(tail! like a mermaid? get it? anyways, on with the article…)
When I think of mermaids, I think of mysterious, beautiful and often animated people that elude humans and look pretty shining in the sunlight. Thinking back to my childhood, the knowledge of mermaids was pretty standard.
I remember a magpie-like creature singing about being part of my world and wondering why on earth she would give up her life to live in my boring world when she had the might have explored the ocean. But it seems the grass always seems greener on the other side as celebrities and brides alike wear mermaid dresses, to accentuate their curves and have a mermaid-like silhouette.
Mermaids Through History
The myth of mermaids populating our shores has existed since before human recording, with mentions from all around the world sprouting from long lost tales like wildflowers, rich in beauty but their origins wrapped in mystery.
In west, south and central Africa many tales exist about a spirit called Mami Wata, a water spirit whose name means mother of the water. The spirit is worshipped for both their benevolence in offering beauty, healing and wisdom, and as a way of warding off natural disasters. Mami Wata’s legacy continued and grew globally during colonialism in the 1600s and remained a way for African communities around the globe to reconnect with their heritage and roots.
Greek folklore claimed that Alexander the Great’s sister, upon her time of death was turned into a mermaid who protected his empire. It was said that when ships would pass her, she would ask “is King Alexander alive?” and that any other answer than “He lives and reigns and conquers the world” would anger her so much that she would conjure a storm and doom the vessel and the sailors on board.

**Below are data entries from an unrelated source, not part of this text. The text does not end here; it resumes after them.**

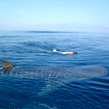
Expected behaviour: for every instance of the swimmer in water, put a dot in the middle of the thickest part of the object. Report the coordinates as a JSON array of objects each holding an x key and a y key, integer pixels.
[{"x": 60, "y": 52}]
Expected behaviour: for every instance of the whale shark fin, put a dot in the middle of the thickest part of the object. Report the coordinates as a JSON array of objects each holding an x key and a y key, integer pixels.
[{"x": 6, "y": 65}]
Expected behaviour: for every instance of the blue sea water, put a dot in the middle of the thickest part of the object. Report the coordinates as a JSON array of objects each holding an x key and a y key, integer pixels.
[{"x": 30, "y": 49}]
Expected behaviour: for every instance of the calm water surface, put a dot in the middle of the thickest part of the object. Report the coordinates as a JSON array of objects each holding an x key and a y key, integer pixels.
[{"x": 29, "y": 49}]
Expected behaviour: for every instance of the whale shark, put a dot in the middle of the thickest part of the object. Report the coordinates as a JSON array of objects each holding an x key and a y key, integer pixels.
[{"x": 54, "y": 76}]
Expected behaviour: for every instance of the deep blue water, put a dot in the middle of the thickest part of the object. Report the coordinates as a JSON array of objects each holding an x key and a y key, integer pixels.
[{"x": 27, "y": 49}]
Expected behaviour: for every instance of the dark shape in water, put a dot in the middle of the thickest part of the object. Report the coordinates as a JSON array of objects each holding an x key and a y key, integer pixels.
[{"x": 54, "y": 77}]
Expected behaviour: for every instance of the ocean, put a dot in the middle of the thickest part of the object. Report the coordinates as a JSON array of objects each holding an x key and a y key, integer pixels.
[{"x": 33, "y": 49}]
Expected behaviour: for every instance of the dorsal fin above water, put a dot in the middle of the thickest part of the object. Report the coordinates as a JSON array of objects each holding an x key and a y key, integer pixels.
[{"x": 6, "y": 65}]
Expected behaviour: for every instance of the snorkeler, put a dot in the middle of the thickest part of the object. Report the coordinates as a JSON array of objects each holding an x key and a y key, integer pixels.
[{"x": 68, "y": 52}]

In modern day, Mermaids are a charity dedicated to helping Transgender, Non-Binary and gender diverse Children since 1995. Beginning with parents simply wanting to keep their children safe in a Transphobic and Homophobic world, Mermaids have grown to become the UK’s leading LGBTQ+ Charity.
The Mermaid iconography is used as the mermaid had no physically identifiable binary gender due to having no genitalia, they can simply choose how they wish to identify without the physical boundaries many Transgender people experience.
Overall, the symbol evokes power, with Mami Wata worshipped as a deity, Alexander’s sister being feared for her powers over the sea and Mermaids allowing LGBTQ+ youth to take power in their identities.
The Mermaid Dress
The idea of power is translated into the mermaid style dress in terms of empowering women. The dress style was invented in the 1930s by Marcel Rochas, a wonderful designer who also was the first to add pockets to skirts!
The style became popular in the 1950s, when fashion celebrated curvy figures like Marilyn Monroe, and the mermaid dress hugged each curve and then created the illusion of another by the feet. Due to fashion’s cyclical nature, the style resurfaced in the 1980s and then again in the 2000s and 2010s. This showing off of curvy women’s bodies is hugely important in the quest toward inclusive fashion and allowing people of all sizes to enjoy fashion, not just focussing in on the body types deemed to be fashionable at the time.
Taking empowerment into their own hands, many inspirational celebrities have worn the Mermaid cut dress, including but not limited to Kate Beckinsale, Eva Longoria and Cameron Diaz. Perhaps the most famous mermaid dress fan is none other than Beyoncé, who wore the style to the 2006 Dream Girls Premiere, the AMAs in 2007 and the 2012 Met Gala!
Given that this was a while ago, almost ten years, you would be forgiven for thinking that perhaps this is now out of fashion, but this was wildly changed when fabulous Singer Lizzo wore a short Mermaid dress to show off her curves to the 2021 Grammys.
Embracing all figures is a brilliant way to show inclusivity, and Lizzo, being Plus Size, showing off her curves is incredibly empowering for plus sized people watching; her size has not impacted negatively on her huge success, but rather, some may say, added to it.
Next stop… Mermaids in Boardrooms!
Mermaids are consistently powerful in the stories told about them, whether that be granting beauty and grace, or summoning terrible storms to drown sailors. They emit mystique and power that has swum into fashion and meaning that form fitted dress accentuate women’s curves in their bodies instead of trying to hide them.
From swimming in the Ocean blue to walking the Red Carpet, the curves of the mermaid cut dress are timeless and classic, empowering women of all shapes and sizes.